Reality TV star plans Arab student housing in UK



An Irish entrepreneur and reality TV star is hoping to raise £145 million (Dh793.8m) from Middle Eastern investors to build student housing schemes exclusively for Arab students in London.

Philip Marley, a larger-than-life businessman who made a €10m (Dh47.7m) fortune building student accommodation in the United Kingdom and Ireland before the property crash, says he already has £65m in backing from a Bahraini bank to build his first 400-bed Arab-only student campus off Herbal Hill in the City of London.

The entrepreneur, who hit the headlines when his relationship with the US TV show Real Housewives Of Beverly Hills star Dana Wilkey went public and is currently filming his own reality show Rich and Ditched with her, was in Dubai last week hoping to raise another £80m from investment banks and sovereign wealth funds in the Arabian Gulf.

Mr Marley, who was recently reported by the UK press to be in dispute with both the IBRC, formerly Anglo Irish Bank, over a €12m loan used to buy rental property in Britain and separately with previous co-investors Maven Capital Partners over an £800,000 security bond, says he hopes to build two or three Arab student campuses across the capital.

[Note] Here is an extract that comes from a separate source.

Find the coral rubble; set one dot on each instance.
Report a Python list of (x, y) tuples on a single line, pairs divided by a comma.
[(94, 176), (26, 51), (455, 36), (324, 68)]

"Arab investors tend to get into London residential property late and pay top dollar for it, they overpay," Mr Marley told The National. "Our partners in Bahrain want to get into London at the right level and to do that you have to drill down and get in at an early stage - at the development stage.

"There is a lot of Middle Eastern money going to the UK in these property investments and never coming back. This is a way for Arab investors to invest in their own kids and get a return which is most appropriate."

After a chequered early career that included managing a male stripper group called the Celtic Knights, the entrepreneur set up the housing developer Ely Property Group in 2003. A year later he floated it on the London Stock Exchange for £30m. He is basing the Arab-only student housing concept on a 150-bed student housing development in Portsmouth that he has owned since 2007 and for which students each pay about £150 per week in rent. In London he estimates rents per room could be as much as £250 per week.

"In Portsmouth it just happened by accident," Mr Marley said. "Some Saudi students came in and rented it and I can honestly say that it has been the least hassle property investment I have ever made."

He added that the new student campuses would include prayer facilities and Arabic television channels. However, when asked whether the campuses would allow alcohol or would be segregated into separate men's and women's areas, Mr Marley said he thought that would be "unlikely" but that the first project was "still in the design stage".

Mr Marley hopes to submit a planning application for his first six-storey scheme within two months.